Api terbentuk dari reaksi kimia yang disebut pembakaran. Reaksi ini terjadi ketika tiga elemen bertemu: bahan bakar, oksigen, dan panas. Ketiganya disebut sebagai “segitiga api”. Jika satu unsur hilang, maka api akan padam.
Bagaimana Air Mengganggu Segitiga Api?
Air memadamkan api dengan dua cara utama. Pertama, air menyerap panas. Air memiliki kapasitas panas yang tinggi. Itu artinya, air bisa menyerap banyak panas tanpa langsung berubah suhu.
Saat air disiram ke api, panas dari api digunakan untuk mengubah air menjadi uap. Proses ini menyerap energi panas yang besar. Ketika panasnya hilang, suhu api turun, dan reaksi pembakaran berhenti.
Peran Uap Air
Selain menyerap panas, air juga menghasilkan uap. Uap ini menggantikan oksigen di sekitar api. Karena api butuh oksigen untuk terus menyala, maka saat oksigen berkurang, api perlahan padam.
Jadi, air bekerja ganda: menurunkan suhu dan menghalangi oksigen.

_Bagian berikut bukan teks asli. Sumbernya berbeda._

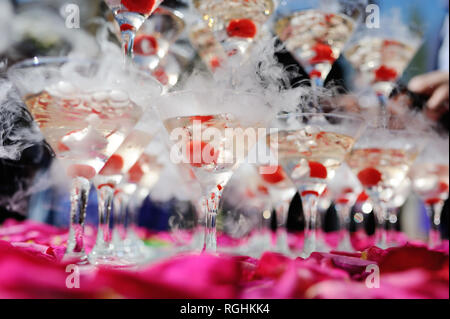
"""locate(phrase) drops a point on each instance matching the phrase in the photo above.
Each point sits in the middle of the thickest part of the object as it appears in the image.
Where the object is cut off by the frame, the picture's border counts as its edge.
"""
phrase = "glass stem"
(78, 197)
(310, 203)
(120, 214)
(212, 206)
(128, 37)
(105, 198)
(381, 224)
(344, 219)
(281, 210)
(434, 213)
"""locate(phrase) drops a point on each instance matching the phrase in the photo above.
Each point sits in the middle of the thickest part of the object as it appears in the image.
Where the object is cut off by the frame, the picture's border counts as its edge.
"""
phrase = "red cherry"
(106, 184)
(196, 153)
(342, 200)
(369, 177)
(263, 189)
(135, 173)
(144, 7)
(202, 118)
(317, 170)
(443, 187)
(145, 45)
(126, 27)
(215, 63)
(80, 170)
(323, 54)
(113, 166)
(305, 193)
(383, 73)
(315, 74)
(328, 17)
(275, 177)
(242, 28)
(161, 76)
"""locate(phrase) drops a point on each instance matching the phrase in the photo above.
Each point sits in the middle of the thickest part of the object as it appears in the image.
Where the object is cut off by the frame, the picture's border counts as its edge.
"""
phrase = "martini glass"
(311, 146)
(344, 189)
(141, 179)
(154, 38)
(430, 180)
(398, 200)
(113, 174)
(209, 128)
(316, 31)
(236, 24)
(281, 191)
(382, 159)
(130, 15)
(85, 110)
(207, 46)
(380, 56)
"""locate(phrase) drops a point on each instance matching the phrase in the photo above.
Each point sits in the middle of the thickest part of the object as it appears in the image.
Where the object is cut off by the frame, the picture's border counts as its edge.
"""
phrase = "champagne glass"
(310, 147)
(85, 110)
(430, 180)
(204, 122)
(316, 31)
(130, 15)
(382, 159)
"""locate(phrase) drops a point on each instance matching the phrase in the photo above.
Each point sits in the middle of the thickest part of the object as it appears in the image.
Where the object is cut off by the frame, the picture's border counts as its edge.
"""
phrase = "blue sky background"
(430, 15)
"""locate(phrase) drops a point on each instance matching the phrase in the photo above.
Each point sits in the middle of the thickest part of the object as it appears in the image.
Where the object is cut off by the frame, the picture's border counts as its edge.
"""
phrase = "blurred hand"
(436, 85)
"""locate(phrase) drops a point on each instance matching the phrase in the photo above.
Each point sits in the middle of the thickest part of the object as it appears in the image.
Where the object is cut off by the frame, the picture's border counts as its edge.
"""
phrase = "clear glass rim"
(336, 115)
(209, 91)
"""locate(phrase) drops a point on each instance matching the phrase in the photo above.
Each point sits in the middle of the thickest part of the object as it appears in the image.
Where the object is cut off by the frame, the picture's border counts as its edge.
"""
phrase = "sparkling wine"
(207, 46)
(218, 156)
(83, 130)
(310, 157)
(380, 61)
(315, 38)
(236, 22)
(124, 158)
(381, 171)
(131, 14)
(430, 181)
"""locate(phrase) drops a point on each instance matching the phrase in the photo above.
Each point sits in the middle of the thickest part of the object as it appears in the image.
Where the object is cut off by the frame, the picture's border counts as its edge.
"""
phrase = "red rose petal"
(62, 147)
(144, 7)
(113, 166)
(243, 28)
(263, 189)
(369, 177)
(317, 170)
(383, 73)
(80, 170)
(275, 177)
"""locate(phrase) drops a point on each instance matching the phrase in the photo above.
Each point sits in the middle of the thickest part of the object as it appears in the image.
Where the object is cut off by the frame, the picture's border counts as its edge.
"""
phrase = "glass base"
(78, 258)
(345, 244)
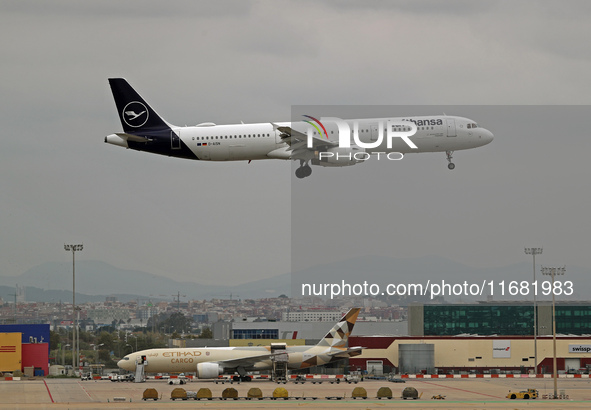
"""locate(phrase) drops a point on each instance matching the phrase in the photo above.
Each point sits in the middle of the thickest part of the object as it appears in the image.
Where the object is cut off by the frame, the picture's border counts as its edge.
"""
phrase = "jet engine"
(340, 157)
(209, 370)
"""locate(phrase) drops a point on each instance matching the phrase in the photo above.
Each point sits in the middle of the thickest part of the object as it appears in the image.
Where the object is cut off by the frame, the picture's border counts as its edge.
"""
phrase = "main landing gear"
(304, 170)
(241, 378)
(451, 165)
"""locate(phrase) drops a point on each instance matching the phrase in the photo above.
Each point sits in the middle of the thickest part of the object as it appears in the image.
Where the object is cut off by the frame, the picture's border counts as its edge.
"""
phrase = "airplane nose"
(487, 136)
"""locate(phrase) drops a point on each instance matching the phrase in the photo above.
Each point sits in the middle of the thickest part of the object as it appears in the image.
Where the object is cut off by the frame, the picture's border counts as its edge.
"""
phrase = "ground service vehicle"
(526, 395)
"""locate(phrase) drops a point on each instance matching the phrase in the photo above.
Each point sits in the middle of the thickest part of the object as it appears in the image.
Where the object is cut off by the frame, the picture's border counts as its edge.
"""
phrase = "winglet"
(339, 334)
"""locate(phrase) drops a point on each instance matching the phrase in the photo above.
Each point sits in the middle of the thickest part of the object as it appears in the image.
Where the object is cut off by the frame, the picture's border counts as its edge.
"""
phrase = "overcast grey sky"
(232, 61)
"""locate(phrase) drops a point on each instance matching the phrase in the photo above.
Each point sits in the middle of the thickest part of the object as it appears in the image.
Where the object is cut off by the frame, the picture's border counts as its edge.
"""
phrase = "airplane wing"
(298, 140)
(245, 361)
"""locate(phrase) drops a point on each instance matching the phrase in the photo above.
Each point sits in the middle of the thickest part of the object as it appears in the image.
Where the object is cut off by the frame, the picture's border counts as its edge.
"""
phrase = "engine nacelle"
(209, 370)
(340, 157)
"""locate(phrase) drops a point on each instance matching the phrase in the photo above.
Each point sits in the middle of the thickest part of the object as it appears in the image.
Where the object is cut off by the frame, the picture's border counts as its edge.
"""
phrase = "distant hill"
(95, 280)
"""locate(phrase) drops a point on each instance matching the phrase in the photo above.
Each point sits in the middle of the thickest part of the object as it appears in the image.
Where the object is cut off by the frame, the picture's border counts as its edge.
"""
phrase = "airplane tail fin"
(339, 334)
(134, 112)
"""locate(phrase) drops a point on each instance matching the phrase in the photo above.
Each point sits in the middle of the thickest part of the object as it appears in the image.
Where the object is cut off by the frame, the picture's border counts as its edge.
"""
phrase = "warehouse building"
(24, 348)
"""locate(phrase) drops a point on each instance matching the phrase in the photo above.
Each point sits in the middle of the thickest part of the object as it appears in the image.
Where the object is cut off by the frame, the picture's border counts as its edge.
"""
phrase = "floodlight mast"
(534, 252)
(553, 271)
(75, 346)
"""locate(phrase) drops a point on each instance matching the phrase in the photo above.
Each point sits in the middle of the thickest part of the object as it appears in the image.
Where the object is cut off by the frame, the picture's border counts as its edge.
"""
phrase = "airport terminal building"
(477, 338)
(482, 338)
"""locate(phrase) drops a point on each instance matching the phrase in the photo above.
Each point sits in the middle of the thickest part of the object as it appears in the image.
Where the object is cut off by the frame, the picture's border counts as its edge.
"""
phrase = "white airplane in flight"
(328, 142)
(210, 362)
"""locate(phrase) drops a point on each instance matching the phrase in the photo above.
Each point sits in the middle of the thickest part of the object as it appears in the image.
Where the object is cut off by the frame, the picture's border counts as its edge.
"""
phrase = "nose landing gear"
(304, 170)
(451, 165)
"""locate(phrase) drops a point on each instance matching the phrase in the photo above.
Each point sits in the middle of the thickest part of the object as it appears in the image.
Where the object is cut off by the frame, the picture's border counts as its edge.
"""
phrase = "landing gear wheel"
(451, 165)
(304, 171)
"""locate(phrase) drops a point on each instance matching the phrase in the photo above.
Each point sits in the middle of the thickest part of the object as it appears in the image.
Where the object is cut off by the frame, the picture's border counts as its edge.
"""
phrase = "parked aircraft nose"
(486, 136)
(125, 363)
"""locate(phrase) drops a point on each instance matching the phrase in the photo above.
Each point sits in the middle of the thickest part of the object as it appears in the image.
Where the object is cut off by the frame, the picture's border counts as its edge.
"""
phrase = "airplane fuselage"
(178, 360)
(327, 142)
(244, 142)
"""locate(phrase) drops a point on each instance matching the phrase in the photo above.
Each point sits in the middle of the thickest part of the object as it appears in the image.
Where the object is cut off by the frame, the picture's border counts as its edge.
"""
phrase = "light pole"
(553, 271)
(63, 352)
(534, 252)
(96, 359)
(75, 347)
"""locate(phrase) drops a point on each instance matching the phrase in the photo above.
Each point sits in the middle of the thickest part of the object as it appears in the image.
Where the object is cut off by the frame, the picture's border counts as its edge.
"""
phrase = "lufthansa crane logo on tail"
(135, 114)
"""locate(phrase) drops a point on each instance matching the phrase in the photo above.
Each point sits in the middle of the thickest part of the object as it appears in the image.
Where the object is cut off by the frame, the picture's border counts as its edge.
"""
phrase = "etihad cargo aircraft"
(210, 362)
(328, 142)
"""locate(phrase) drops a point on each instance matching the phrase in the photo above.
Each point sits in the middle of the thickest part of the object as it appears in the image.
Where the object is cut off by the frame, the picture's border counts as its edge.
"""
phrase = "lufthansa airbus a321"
(328, 142)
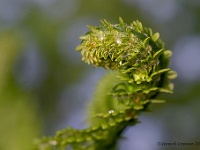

Apakah Semua Api Bisa Dipadamkan dengan Air?
Tidak semua kebakaran bisa dipadamkan dengan air. Beberapa jenis api justru makin berbahaya jika disiram air.
Contohnya, api dari minyak goreng atau bahan kimia mudah terbakar. Menyiram air ke api jenis ini bisa menyebabkan ledakan kecil atau penyebaran api lebih luas. Karena itu, untuk kebakaran tertentu, pemadam api khusus lebih aman digunakan.
Kesimpulan
Air memadamkan api karena dua alasan utama: mendinginkan panas dan menghalangi oksigen. Sifat fisiknya yang mampu menyerap banyak panas dan menghasilkan uap menjadikannya alat pemadam yang efektif. Namun, penting untuk mengenali jenis api terlebih dahulu sebelum menggunakan air agar tidak memperburuk keadaan.